Komünist blokun temsilciliğini yapan Shangai bloku Ortadoğu’da çok fazla ülkeyi içine almış durumdadır. Ülkelerin genel politikalarına baktığımızda bunu anlamak çok zor değildir. Örneğin İran, Suriye, Mısır ve diğerleri daima dünyadaki komünist ülkelerle işbirliği içinde olmuşlardır. Ülke yönetimlerinde Darwinizm hakimdir, okullarda Darwinizm dayatma yoluyla öğretilir. İnsanlar hep komünist bakış açısıyla yetiştirilmiştir. Osmanlı’da alıştığımız Ehli Sünnet’e uygun sevecen, sıcak, barışçıl, dostane üslup yerine söz konusu ülkelerde genelde sevgiden ve şefkatten uzak, saldırgan savaşa ve çatışmaya eğilimli, kan dökmeyi arzulayan komünist bir üslup hakimdir. (Burada eleştirdiğimiz komünizmin kanlı politikasını bir hayat şekli haline getirmiş olan ve bunu yaygınlaştırmakta sakınca görmeyen kişilerdir. Kalbi İslam ahlakının getirdiği güzelliklerle dolu olan, vicdanlı olup içinde bulunduğu zulüm sisteminden dolayı çaresiz kalmış değerli kardeşlerimizi tenzih ederiz.)
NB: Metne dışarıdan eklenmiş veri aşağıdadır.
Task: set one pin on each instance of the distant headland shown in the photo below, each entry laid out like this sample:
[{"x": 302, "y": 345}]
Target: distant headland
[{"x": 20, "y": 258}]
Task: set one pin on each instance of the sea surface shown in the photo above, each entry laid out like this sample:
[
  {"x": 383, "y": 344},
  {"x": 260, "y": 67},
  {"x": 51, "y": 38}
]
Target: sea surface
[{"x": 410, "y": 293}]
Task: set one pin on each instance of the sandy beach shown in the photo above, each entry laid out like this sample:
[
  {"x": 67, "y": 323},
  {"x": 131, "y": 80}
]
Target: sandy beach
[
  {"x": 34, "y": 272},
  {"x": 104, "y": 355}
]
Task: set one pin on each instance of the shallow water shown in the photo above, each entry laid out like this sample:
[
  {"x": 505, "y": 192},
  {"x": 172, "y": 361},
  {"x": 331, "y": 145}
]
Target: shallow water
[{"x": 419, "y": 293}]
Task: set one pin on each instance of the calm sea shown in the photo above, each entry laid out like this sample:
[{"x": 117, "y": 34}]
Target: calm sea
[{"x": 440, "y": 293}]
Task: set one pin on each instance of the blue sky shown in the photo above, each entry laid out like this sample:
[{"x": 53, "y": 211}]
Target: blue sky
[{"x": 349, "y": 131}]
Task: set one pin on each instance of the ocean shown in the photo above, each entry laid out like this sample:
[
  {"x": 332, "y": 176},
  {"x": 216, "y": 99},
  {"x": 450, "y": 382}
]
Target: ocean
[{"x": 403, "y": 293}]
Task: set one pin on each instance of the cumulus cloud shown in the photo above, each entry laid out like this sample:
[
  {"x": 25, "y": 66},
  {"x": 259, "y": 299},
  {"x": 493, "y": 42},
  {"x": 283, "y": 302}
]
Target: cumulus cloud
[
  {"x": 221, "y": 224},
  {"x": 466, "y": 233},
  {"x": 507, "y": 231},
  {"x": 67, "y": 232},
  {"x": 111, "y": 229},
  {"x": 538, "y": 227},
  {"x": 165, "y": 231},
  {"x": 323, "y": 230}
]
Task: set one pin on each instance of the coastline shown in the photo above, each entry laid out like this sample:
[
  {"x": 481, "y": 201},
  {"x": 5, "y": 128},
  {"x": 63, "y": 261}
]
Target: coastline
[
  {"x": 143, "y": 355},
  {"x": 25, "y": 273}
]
Örneğin Suriye’nin şu anda içinde bulunduğu karışıklığın tek sebebi komünizmin tertemiz Müslüman halka dayatılmasıdır. İç karışıklıklar gece gündüz bir kısım basında mezhep kavgaları şeklinde lanse edilse de, aslında şu anda Suriye’de komünistlerle Müslümanların çatışması vardır. Suriye, Hafız Esad döneminden beri Marksist-komünist zihniyetle yönetilmektedir. Suriye, bu yönüyle Arap sosyalizminin en önde giden temsilcilerindendir.
Hatırlanacağı gibi Sovyetler Birliği ile sıkı ilişkiler içindeki Hafız Esad yönetimi Arap Sosyalist Baas Partisi’nin savunduğu komünist ideoloji dışındaki tüm görüşlerin savunulması yasaklanmıştı. Tüm İslami hareketlere kısıtlamalar getirilmiş, İslami liderler tutuklanıp şehit edilmiş, Müslümanlar büyük baskı, zulüm ve işkence görmüşlerdi. Hafız Esad ve kardeşi Rıfad Esad 1982 yılında Suriye’nin Hama ve Humun şehirlerinde 40 bin Müslümanı katletmişti. Şu an Hafız Esad’ın oğlu Başer Esad’ın liderliğindeki Suriye’de her gün kesintisiz olarak gerçekleştirilen katliamlar, ülkeye hakim sosyalist-komünist ideolojide herhangi bir değişiklik olmadığını ispat eder niteliktedir. (Detaylı bilgi için bkz. http://www.arapalemindedarwinistfitne.com/)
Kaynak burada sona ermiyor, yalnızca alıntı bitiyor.